Abdominal pain, acid/base disturbance, atrial fibrillation or flutter, atrial tachycardia, death, diarrhea, disorientation, hematemesis, hyperglycemia, hypokalemia, hypotension/shock, nervousness, seizures, sinus tachycardia, supraventricular tachycardia, tremors, ventricular arrhythmias, ventricular premature beats, vomiting.

Patient Information

  • Emphasize importance of follow-up with health care provider to monitor drug levels.
  • Explain to patient that the medication is used to prevent asthma attacks and to use it continuously.

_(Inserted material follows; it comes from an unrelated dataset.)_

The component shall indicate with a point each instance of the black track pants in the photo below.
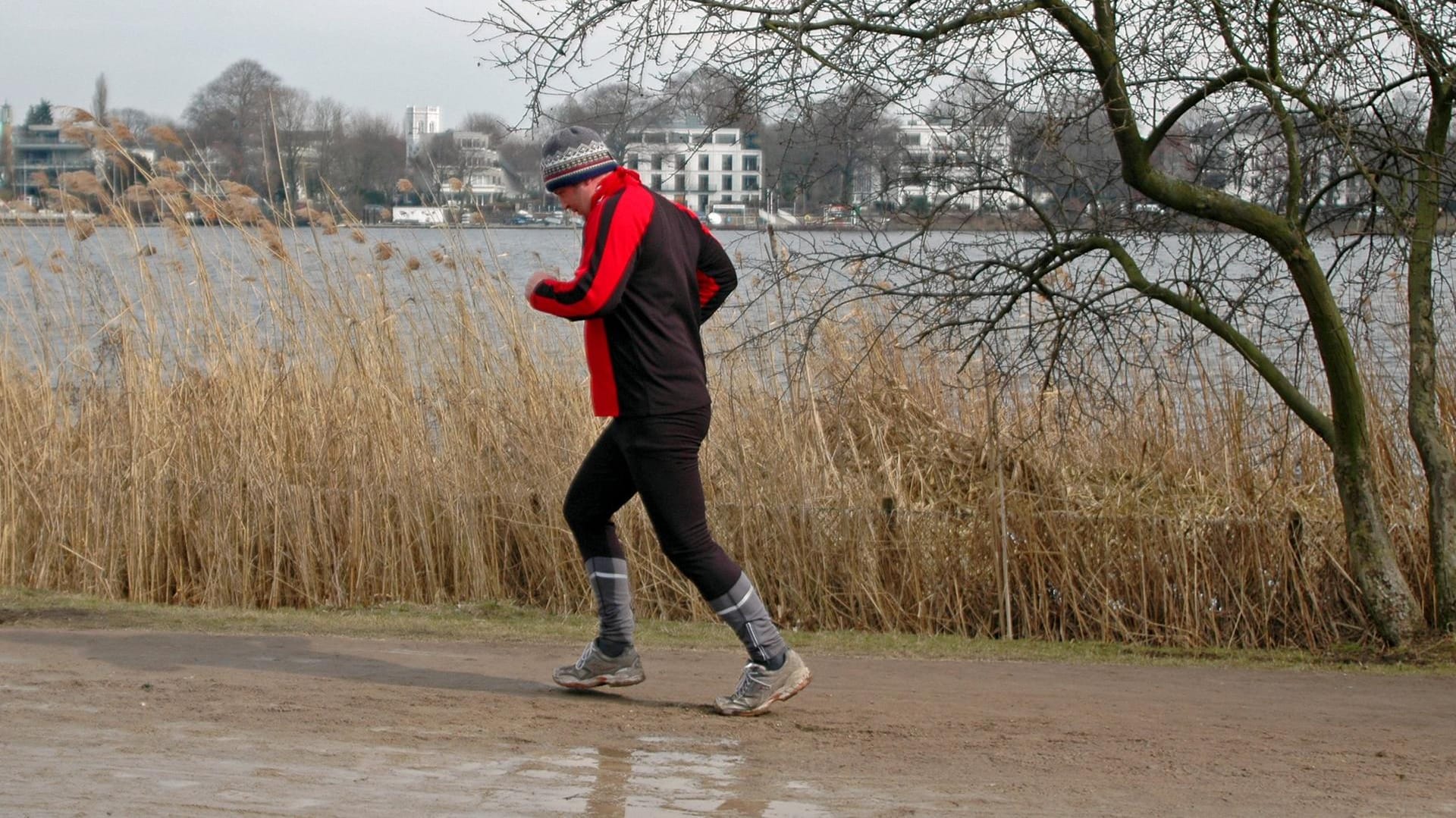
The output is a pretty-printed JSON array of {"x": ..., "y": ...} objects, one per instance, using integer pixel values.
[{"x": 654, "y": 457}]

  • Explain that some sustained-release forms should be taken on empty stomach, and not to crush or chew sustained-release forms.
  • Explain that low-protein, high-carbohydrate diets may increase theophylline levels, while high-protein, low-carbohydrate diets and charcoal-broiled foods may decrease theophylline levels.

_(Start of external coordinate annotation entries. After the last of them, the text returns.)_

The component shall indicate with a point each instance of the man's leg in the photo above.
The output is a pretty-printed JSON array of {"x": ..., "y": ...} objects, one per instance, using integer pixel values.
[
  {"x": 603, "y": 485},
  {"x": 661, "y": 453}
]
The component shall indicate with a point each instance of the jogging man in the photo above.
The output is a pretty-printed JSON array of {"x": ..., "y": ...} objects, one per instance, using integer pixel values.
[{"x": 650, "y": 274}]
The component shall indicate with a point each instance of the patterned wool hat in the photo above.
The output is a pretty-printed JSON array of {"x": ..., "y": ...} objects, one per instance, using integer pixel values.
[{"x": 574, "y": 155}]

  • Instruct patient to avoid food products containing caffeine.
  • Instruct patient not to take extra doses of theophylline for acute asthma attack.
  • Instruct patients to contact health care provider if they experience insomnia, nausea, new illness accompanied by fever, persistent headache, rapid heart rate, or vomiting.
  • Instruct patients that if a dose is missed, to take the next dose at the usually scheduled time and not to attempt to make up for the missed dose.
  • Instruct patients not to alter the dose, timing of the dose, or frequency of administration without contacting health care provider.
  • Advise patients not to start or stop smoking without contacting health care provider. If patients change their smoking habits or stop smoking, dosage adjustment may be necessary.